Frederick was born in March 1900, to Frederick Cockrem and Rhoda Rhodes in Charters Towers, Queensland, Australia. Whether his parents were ever married or not, I haven't been able to discover, but either way, his mother was out of the picture, probably deceased*, sometime before 1905, when his father married Louisa Lee. So Frederick was raised by a step-mother, along with a bunch of other children, from her first marriage, his father's first marriage, and their marriage together.
He lived most of his short life in Cairns, attended the Hambledon State School, and later worked as a carpenter. From about the age of 13, he was a cadet in the Cairns 'Citizen Forces' (later to be known as the Army Reserve), so when the war began, he was probably very keen to go and 'do his bit'. But of course he was far too young, only 14 at the start of the war. Over the next three years, he may have thought the war would be over before he got his chance, so on the 5th of May 1917, he enlisted in the Australian Imperial Force and lied about his age.
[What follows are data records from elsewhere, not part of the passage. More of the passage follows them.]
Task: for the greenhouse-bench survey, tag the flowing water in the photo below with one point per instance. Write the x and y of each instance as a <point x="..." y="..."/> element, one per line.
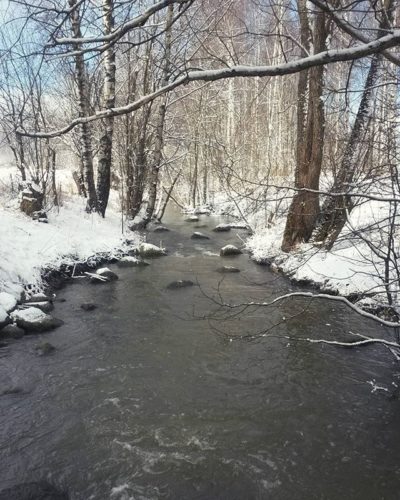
<point x="152" y="396"/>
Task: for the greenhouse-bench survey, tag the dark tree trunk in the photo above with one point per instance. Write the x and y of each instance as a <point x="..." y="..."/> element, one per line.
<point x="106" y="139"/>
<point x="304" y="208"/>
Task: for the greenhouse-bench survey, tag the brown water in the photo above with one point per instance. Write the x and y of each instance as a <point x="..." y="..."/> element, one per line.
<point x="145" y="398"/>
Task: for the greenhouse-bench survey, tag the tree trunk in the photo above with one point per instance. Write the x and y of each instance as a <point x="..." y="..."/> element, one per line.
<point x="336" y="208"/>
<point x="83" y="103"/>
<point x="152" y="179"/>
<point x="106" y="139"/>
<point x="304" y="209"/>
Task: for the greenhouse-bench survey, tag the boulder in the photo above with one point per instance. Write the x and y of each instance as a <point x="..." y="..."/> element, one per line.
<point x="88" y="306"/>
<point x="149" y="250"/>
<point x="37" y="297"/>
<point x="7" y="301"/>
<point x="199" y="236"/>
<point x="102" y="275"/>
<point x="12" y="331"/>
<point x="44" y="349"/>
<point x="229" y="250"/>
<point x="41" y="490"/>
<point x="129" y="261"/>
<point x="175" y="285"/>
<point x="238" y="225"/>
<point x="222" y="228"/>
<point x="31" y="198"/>
<point x="43" y="306"/>
<point x="4" y="318"/>
<point x="228" y="269"/>
<point x="33" y="319"/>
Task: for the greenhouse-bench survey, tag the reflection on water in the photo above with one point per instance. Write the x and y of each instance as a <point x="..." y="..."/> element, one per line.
<point x="144" y="399"/>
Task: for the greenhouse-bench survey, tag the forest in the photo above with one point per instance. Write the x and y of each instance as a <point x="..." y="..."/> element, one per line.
<point x="125" y="125"/>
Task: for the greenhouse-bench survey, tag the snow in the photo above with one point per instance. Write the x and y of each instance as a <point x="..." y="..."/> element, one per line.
<point x="27" y="246"/>
<point x="349" y="268"/>
<point x="31" y="314"/>
<point x="3" y="314"/>
<point x="7" y="301"/>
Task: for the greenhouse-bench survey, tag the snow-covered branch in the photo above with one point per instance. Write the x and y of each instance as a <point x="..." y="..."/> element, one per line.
<point x="291" y="67"/>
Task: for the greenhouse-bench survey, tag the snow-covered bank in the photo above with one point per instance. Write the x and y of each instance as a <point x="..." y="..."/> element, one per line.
<point x="27" y="246"/>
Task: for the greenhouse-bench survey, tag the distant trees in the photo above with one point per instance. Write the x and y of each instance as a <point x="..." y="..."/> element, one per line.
<point x="279" y="106"/>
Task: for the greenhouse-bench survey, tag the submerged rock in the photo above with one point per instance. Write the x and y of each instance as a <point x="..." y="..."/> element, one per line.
<point x="102" y="275"/>
<point x="4" y="318"/>
<point x="88" y="306"/>
<point x="175" y="285"/>
<point x="12" y="331"/>
<point x="149" y="250"/>
<point x="43" y="306"/>
<point x="44" y="349"/>
<point x="229" y="250"/>
<point x="33" y="319"/>
<point x="41" y="490"/>
<point x="7" y="301"/>
<point x="222" y="228"/>
<point x="132" y="262"/>
<point x="228" y="269"/>
<point x="199" y="236"/>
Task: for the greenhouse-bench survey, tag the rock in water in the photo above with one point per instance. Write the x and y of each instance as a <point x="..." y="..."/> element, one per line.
<point x="199" y="236"/>
<point x="4" y="318"/>
<point x="45" y="349"/>
<point x="175" y="285"/>
<point x="132" y="262"/>
<point x="149" y="250"/>
<point x="41" y="490"/>
<point x="33" y="319"/>
<point x="228" y="269"/>
<point x="229" y="250"/>
<point x="88" y="306"/>
<point x="222" y="228"/>
<point x="12" y="332"/>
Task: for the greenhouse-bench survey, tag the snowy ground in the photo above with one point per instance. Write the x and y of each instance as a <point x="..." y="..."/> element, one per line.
<point x="27" y="246"/>
<point x="350" y="268"/>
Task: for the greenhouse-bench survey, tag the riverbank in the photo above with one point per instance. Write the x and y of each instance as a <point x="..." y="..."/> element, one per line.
<point x="32" y="252"/>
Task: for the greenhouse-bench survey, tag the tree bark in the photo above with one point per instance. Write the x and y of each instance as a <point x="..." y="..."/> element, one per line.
<point x="336" y="209"/>
<point x="106" y="139"/>
<point x="304" y="208"/>
<point x="84" y="110"/>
At that time he would have been just over 17, but he stated his age as 18 years, 5 months. Of course it's possible that he didn't know his real birthdate.
|Frederick John Cockrem's Attestation Paper|
|Troops line up for medical inspection|
aboard the Euripides
The ship arrived at Devonport in England on the 26th of December 1917, and along with the rest of the 13th Training Battallion, Fred marched to the bleak and muddy garrison camp at Codford on Salisbury Plain, over 120 miles away. Just a few days later, he was hospitalised again, this time with mumps. The day after being discharged from hospital, he was back again, with measles. Two months later he was discharged to a Training Depot, and about 10 days later, he was in hospital again, with bronchitis.
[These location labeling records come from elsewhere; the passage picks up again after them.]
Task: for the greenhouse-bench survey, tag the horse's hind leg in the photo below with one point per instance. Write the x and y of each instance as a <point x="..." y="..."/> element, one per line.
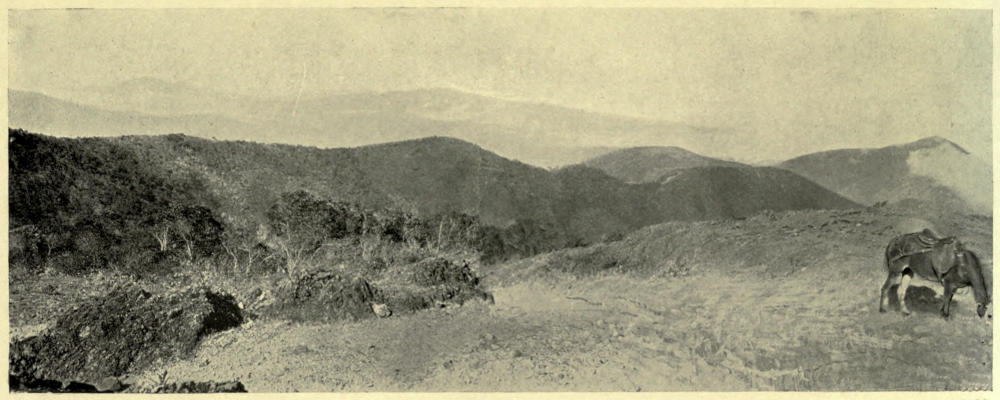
<point x="946" y="299"/>
<point x="903" y="284"/>
<point x="890" y="280"/>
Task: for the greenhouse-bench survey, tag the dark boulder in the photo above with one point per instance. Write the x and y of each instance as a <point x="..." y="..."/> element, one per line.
<point x="121" y="332"/>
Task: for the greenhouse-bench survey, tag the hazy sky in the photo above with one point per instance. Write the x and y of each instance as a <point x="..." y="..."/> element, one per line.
<point x="797" y="80"/>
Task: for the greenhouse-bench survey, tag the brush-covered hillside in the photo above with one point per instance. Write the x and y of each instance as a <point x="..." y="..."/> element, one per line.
<point x="529" y="208"/>
<point x="934" y="171"/>
<point x="650" y="164"/>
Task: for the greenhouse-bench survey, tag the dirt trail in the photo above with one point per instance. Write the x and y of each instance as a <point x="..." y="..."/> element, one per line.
<point x="620" y="333"/>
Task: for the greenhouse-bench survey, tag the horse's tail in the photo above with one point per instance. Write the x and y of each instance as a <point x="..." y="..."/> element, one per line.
<point x="977" y="270"/>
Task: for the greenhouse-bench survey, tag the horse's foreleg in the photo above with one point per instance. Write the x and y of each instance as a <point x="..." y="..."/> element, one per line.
<point x="904" y="283"/>
<point x="883" y="300"/>
<point x="946" y="299"/>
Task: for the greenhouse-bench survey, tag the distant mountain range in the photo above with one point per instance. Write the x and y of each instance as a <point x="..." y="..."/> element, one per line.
<point x="933" y="170"/>
<point x="536" y="133"/>
<point x="652" y="164"/>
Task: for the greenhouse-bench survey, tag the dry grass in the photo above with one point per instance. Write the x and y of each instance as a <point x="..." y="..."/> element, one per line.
<point x="776" y="302"/>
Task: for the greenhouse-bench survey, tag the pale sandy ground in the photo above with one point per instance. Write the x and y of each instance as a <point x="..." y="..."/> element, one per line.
<point x="618" y="332"/>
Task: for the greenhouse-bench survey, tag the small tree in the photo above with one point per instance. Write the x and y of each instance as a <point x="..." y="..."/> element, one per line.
<point x="300" y="223"/>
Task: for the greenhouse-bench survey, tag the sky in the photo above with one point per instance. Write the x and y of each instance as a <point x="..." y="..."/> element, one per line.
<point x="795" y="80"/>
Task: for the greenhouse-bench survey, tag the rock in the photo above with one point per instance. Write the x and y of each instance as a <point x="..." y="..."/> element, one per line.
<point x="381" y="310"/>
<point x="109" y="384"/>
<point x="122" y="331"/>
<point x="202" y="387"/>
<point x="78" y="387"/>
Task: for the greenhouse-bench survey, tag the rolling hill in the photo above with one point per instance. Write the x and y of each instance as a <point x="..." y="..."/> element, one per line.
<point x="933" y="171"/>
<point x="437" y="175"/>
<point x="650" y="164"/>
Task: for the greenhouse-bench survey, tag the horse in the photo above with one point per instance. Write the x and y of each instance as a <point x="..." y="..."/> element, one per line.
<point x="941" y="260"/>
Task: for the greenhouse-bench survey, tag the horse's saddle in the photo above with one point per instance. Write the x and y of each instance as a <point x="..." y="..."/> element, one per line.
<point x="924" y="241"/>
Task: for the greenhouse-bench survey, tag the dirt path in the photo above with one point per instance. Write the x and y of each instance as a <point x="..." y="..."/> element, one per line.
<point x="619" y="333"/>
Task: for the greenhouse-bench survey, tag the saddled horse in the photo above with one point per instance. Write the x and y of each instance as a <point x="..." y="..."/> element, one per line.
<point x="942" y="260"/>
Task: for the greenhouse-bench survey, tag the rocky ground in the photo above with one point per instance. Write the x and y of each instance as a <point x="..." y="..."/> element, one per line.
<point x="649" y="313"/>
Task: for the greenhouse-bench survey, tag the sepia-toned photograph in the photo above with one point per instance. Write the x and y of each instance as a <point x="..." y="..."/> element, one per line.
<point x="500" y="199"/>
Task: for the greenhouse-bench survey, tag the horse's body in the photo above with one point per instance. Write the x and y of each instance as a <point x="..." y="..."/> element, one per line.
<point x="941" y="260"/>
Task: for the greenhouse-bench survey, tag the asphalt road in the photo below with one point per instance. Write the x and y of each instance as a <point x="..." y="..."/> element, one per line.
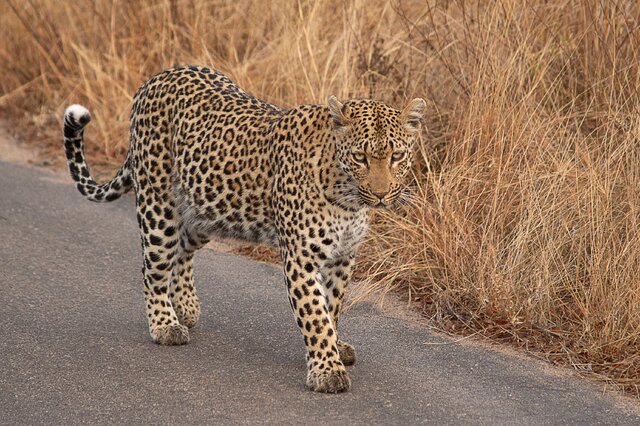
<point x="74" y="346"/>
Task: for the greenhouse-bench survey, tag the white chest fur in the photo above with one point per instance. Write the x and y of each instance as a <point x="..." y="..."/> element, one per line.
<point x="348" y="234"/>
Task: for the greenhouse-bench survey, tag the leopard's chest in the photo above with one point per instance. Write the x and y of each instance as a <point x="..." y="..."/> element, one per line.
<point x="347" y="234"/>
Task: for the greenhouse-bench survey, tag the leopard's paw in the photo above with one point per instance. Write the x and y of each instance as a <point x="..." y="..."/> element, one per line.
<point x="170" y="335"/>
<point x="347" y="353"/>
<point x="328" y="381"/>
<point x="188" y="314"/>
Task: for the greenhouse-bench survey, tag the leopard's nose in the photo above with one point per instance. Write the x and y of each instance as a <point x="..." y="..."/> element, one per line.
<point x="381" y="195"/>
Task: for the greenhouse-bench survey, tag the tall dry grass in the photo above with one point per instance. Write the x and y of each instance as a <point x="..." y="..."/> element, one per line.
<point x="525" y="219"/>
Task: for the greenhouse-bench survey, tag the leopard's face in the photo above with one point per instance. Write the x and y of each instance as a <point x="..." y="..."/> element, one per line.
<point x="375" y="148"/>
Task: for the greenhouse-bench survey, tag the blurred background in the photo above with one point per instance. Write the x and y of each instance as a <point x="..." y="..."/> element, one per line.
<point x="524" y="225"/>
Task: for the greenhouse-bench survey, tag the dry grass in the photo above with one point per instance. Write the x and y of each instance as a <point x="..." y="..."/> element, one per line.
<point x="525" y="221"/>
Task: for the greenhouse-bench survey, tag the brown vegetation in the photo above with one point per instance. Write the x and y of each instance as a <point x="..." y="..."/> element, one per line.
<point x="525" y="221"/>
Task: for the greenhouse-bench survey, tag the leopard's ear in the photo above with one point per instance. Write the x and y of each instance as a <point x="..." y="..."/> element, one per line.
<point x="338" y="113"/>
<point x="411" y="115"/>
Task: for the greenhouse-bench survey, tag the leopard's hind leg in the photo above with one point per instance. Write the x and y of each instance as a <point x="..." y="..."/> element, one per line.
<point x="159" y="223"/>
<point x="183" y="292"/>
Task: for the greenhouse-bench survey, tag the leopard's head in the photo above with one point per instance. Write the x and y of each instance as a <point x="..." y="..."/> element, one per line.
<point x="375" y="147"/>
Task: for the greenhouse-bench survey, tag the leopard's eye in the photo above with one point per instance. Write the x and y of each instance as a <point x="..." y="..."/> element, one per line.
<point x="397" y="156"/>
<point x="359" y="157"/>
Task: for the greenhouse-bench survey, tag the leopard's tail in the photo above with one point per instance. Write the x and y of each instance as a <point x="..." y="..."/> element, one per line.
<point x="76" y="117"/>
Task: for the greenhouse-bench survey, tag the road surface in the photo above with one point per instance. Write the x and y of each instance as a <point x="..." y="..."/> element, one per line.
<point x="75" y="348"/>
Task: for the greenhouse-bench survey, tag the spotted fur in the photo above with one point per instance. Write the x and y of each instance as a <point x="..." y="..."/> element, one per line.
<point x="208" y="159"/>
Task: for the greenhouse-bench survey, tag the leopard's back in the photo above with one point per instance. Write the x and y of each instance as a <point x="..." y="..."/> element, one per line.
<point x="197" y="135"/>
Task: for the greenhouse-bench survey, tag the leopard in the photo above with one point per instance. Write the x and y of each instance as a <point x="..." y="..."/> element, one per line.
<point x="208" y="160"/>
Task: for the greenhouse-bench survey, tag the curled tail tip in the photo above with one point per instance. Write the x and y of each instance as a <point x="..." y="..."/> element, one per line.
<point x="77" y="116"/>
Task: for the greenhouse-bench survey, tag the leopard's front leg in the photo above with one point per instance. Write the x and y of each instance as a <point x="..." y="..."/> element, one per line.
<point x="335" y="275"/>
<point x="325" y="370"/>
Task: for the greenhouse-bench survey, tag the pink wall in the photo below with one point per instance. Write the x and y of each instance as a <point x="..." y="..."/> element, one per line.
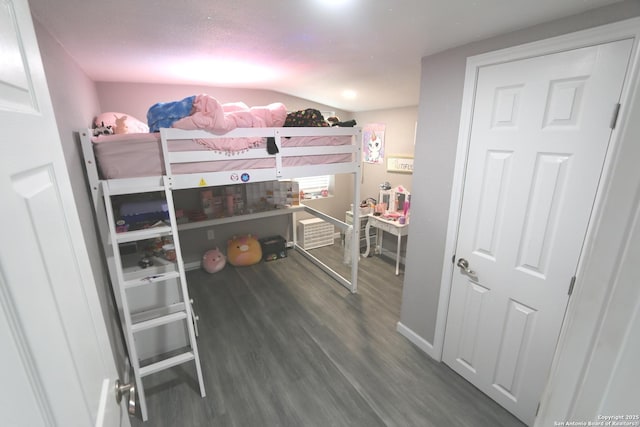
<point x="136" y="98"/>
On the 16th of April 1918, he was sent to France to join his unit at Calais. Then on the 21st, as a member of the 10th Reinforcements, 52nd Infantry Battalion, he was sent 'to the field', and would finally get into the fighting. Three days later, he was dead - one of the many Australian casualties at Villers-Bretonneux.
Nearly a year later, in March 1919, Fred's half-brother George wrote to the Administrative Headquarters of the AIF, asking why Fred's belongings had not been sent home to his father. He received a prompt reply, stating that Fred's personal effects had been bound for Australia on the SS Barunga in June 1918, which was lost at sea, with all its cargo, as a result of enemy action. Later information was received that Fred's effects consisted only of cards and photos.
British War Medal
Although Fred's army career was very short and full of illness, and his active service in the field lasted only a few days, he was honoured, as were all Australian casualties of WW1, with a Memorial Scroll and Plaque, a Victory Medal and a British War Medal, all of which were sent to his father in the 1920s. His name is engraved, along with 10,981 others, on the Australian War Memorial at Villers-Bretonneux in France. And the sad memory of his life lives on with me, and I hope, with others in our family.
|The Villers-Bretonneux Memorial, and close up showing Frederick's name.|
* The only evidence I have about Fred's mother is her name on the index of his birth record, and a note on his enlistment application saying 'mother died' with no suggestion of when that happened.